新卒で正社員になったが,貧しい生活に興味があった.自分がそんな生活になることも望んでいた.退職するのには時間はかからなかった.初のボーナスをもらう前に退職し,アルバイトの生活になった.好きなことを極めたいと思っていて,数理科学の研究を進めた.すごく充実していた.しかし,悩みは深かった.クリスチャンの妻と出会い,教会へ通うようになり,出会って1年後に結婚することになった.
結婚しても3年間くらい,アルバイトで暮らした.すごく幸せだった.それは結婚したからかも知れないし,貧しい生活をしてみたいという願いが最高の形で実現したからかも知れない.住みたかった街に住むことが叶ったこともあるし,好きな人と暮らせることもある.貧しい暮らしだから幸せだ,とは言えない.けれども,多く稼ぐ人生に少しも憧れなかった,そんな境遇で済んでいることは,恵まれていると思う.
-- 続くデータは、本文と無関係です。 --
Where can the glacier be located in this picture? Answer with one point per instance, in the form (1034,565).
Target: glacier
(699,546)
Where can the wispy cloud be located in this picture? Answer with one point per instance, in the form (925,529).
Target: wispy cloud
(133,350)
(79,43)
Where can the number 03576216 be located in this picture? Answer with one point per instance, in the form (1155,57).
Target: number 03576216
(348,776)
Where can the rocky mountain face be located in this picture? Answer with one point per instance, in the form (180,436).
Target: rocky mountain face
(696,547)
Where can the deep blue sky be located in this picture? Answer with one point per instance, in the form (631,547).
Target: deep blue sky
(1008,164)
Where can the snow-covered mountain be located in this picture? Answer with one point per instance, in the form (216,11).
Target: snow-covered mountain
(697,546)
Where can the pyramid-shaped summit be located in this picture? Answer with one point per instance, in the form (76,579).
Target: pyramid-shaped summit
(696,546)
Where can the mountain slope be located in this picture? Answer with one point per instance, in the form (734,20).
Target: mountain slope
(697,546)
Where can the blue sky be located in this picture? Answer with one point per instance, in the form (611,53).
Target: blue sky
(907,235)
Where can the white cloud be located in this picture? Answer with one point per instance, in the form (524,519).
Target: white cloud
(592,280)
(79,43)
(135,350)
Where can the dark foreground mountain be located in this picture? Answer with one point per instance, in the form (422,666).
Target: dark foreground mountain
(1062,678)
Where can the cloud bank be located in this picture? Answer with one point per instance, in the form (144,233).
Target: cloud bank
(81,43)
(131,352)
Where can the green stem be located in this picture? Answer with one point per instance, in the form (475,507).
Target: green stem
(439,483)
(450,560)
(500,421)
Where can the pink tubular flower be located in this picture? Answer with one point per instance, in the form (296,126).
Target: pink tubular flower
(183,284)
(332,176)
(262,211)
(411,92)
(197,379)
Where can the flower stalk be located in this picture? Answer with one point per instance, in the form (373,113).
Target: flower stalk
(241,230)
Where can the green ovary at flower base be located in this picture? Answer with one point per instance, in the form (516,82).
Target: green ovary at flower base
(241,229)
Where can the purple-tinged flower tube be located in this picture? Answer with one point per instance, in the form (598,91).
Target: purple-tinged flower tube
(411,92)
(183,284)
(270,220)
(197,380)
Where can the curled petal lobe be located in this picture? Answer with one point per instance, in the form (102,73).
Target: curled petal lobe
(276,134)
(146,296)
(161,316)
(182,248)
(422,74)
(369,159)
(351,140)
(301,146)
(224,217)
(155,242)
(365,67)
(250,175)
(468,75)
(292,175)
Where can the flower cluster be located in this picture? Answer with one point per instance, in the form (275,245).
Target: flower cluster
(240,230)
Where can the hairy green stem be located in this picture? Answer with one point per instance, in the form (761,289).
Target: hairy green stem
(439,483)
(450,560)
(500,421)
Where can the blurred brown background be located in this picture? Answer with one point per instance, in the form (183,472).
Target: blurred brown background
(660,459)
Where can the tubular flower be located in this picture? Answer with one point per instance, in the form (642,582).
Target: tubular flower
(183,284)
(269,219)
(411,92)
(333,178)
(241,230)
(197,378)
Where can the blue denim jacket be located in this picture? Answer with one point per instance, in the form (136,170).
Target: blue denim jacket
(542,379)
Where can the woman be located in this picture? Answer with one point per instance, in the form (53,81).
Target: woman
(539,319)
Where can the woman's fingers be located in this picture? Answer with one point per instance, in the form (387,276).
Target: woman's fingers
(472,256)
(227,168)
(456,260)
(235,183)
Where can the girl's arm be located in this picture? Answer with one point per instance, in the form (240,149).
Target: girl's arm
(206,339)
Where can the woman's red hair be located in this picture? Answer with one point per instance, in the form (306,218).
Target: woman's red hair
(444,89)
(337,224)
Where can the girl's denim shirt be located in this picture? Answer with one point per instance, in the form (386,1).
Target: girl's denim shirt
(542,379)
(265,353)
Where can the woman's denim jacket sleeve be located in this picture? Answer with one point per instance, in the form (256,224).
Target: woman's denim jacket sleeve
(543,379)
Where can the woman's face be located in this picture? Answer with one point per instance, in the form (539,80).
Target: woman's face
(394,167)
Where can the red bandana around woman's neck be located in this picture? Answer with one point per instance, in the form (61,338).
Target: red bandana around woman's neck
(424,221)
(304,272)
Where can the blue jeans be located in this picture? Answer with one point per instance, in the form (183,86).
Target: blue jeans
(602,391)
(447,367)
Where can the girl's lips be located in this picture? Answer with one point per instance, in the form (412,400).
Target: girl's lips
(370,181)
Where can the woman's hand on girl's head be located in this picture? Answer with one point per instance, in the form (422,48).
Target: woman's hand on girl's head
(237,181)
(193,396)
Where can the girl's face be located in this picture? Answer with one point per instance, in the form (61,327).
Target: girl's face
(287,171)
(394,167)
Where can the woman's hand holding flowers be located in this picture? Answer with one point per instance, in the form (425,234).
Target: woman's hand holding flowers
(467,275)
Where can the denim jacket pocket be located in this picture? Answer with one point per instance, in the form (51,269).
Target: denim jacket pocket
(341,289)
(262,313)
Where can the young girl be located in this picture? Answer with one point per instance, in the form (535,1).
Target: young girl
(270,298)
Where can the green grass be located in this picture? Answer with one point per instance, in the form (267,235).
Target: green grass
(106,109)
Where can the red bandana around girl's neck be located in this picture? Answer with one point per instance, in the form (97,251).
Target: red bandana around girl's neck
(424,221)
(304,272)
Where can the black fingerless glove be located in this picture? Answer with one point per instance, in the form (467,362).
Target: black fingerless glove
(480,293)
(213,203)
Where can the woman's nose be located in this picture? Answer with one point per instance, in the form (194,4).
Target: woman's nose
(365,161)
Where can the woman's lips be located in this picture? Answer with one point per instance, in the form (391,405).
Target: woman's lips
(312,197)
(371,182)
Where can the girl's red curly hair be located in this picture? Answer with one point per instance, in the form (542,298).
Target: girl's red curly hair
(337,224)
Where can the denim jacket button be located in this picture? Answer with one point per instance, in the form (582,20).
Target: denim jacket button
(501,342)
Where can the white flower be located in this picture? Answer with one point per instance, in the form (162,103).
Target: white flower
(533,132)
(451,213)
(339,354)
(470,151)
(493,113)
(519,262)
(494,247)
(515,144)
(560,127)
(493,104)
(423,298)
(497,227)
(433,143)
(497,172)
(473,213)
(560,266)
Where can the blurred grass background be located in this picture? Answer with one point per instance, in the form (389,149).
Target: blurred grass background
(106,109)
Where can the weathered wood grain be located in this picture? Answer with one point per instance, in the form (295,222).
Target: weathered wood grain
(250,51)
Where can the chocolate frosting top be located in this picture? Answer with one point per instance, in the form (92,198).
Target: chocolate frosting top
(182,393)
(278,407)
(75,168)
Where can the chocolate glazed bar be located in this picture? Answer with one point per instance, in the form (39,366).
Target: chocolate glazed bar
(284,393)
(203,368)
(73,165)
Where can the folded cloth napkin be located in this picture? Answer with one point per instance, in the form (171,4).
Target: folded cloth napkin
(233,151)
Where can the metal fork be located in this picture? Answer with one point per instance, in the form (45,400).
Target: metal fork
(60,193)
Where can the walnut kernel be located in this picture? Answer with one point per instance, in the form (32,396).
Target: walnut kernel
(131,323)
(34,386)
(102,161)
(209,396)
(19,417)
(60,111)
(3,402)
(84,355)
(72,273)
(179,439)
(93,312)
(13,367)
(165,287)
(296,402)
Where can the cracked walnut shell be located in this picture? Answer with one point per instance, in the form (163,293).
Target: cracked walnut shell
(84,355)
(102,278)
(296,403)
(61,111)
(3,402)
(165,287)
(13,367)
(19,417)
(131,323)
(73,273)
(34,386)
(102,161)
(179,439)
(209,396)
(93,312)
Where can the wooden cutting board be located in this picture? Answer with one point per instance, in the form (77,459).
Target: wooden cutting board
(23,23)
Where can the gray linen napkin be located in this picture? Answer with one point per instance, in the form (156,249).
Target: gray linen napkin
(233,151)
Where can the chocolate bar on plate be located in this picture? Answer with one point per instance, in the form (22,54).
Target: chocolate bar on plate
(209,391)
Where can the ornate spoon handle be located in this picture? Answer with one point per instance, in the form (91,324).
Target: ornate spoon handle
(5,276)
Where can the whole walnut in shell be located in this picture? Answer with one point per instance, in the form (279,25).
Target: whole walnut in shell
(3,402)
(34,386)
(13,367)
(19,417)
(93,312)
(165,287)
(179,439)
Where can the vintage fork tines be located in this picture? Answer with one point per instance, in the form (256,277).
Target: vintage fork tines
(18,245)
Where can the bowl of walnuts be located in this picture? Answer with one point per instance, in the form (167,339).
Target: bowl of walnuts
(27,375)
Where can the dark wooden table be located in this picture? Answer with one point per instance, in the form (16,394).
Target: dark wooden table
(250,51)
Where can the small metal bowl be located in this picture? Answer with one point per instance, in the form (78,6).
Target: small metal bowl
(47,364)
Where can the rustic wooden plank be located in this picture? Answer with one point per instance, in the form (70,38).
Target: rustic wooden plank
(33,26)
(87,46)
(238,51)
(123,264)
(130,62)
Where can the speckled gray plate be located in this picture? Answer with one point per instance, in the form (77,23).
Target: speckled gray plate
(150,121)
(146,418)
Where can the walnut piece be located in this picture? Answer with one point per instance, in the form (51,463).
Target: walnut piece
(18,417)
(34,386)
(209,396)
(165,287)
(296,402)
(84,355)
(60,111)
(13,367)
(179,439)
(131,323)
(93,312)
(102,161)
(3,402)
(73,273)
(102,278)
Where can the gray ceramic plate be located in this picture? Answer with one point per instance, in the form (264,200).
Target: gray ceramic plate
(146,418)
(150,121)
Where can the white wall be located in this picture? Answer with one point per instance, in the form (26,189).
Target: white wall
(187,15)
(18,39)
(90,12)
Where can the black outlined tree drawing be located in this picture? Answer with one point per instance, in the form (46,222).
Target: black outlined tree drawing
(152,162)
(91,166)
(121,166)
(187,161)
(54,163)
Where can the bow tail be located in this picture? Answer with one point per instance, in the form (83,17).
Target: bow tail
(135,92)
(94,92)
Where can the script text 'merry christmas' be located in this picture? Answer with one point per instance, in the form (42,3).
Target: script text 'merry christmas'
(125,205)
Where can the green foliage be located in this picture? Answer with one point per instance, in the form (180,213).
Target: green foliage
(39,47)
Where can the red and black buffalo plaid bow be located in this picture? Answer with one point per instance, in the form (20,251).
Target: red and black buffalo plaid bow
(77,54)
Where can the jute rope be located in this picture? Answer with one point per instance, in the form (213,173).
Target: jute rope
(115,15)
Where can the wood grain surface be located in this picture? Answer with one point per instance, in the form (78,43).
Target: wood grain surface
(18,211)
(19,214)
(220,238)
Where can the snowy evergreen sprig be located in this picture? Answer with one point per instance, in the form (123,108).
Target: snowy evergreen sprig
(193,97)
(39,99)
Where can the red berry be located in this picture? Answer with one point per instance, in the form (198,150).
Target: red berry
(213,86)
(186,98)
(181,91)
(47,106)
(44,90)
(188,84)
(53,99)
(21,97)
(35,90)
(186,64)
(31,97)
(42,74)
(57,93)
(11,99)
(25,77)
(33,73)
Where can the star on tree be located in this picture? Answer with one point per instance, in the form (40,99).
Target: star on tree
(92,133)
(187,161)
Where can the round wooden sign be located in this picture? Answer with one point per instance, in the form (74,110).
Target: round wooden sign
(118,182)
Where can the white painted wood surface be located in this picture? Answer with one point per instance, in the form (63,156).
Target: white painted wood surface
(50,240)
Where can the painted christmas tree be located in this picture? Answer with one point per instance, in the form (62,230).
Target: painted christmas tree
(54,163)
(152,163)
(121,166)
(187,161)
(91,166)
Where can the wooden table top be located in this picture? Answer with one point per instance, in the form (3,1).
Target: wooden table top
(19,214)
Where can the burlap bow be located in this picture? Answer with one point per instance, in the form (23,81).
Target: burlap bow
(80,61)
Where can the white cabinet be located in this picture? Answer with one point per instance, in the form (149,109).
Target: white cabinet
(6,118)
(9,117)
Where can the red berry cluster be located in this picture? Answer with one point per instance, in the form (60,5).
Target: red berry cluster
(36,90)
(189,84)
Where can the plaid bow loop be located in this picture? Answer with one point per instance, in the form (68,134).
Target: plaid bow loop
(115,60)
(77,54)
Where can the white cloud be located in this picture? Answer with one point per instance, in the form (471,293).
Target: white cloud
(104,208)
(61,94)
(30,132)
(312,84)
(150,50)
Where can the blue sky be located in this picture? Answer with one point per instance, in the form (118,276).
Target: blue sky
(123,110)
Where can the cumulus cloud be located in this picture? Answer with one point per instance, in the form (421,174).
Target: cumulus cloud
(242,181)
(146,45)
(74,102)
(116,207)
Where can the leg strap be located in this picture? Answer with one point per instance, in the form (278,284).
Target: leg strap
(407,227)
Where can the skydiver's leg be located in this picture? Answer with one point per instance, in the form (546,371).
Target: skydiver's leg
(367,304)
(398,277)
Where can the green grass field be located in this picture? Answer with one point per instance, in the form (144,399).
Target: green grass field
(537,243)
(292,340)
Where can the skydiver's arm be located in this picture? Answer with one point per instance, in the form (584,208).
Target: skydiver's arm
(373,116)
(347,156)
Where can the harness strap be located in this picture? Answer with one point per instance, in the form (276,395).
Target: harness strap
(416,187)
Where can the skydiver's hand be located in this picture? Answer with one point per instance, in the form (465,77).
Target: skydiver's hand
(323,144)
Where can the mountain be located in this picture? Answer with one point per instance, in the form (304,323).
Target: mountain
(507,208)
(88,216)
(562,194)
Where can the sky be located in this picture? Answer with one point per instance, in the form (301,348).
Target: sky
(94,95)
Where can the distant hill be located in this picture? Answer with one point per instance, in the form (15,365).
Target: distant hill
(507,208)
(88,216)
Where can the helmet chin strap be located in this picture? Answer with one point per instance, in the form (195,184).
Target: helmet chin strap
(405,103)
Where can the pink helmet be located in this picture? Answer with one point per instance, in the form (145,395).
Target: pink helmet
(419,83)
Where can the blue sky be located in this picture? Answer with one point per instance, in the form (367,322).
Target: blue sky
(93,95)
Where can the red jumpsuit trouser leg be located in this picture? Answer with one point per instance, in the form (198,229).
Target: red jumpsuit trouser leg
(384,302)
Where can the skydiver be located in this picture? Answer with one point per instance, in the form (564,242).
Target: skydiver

26歳の時に望んだ貧しい暮らしとは,お金をあまり使わなくて済む生活のことだ.本当に貧しい人生を望んではいなかっただろうと思う.今お金にこだわらない生活を実現できている.収入は多くないが,支出はそれ以上に少なく済んでいる.仕事は大変でない.今のこの暮らしは,まさに自分の望んでいた人生,望んでいた以上の人生だと思える.これは自分の力で実現したことではない,神に感謝を祈るばかりだ.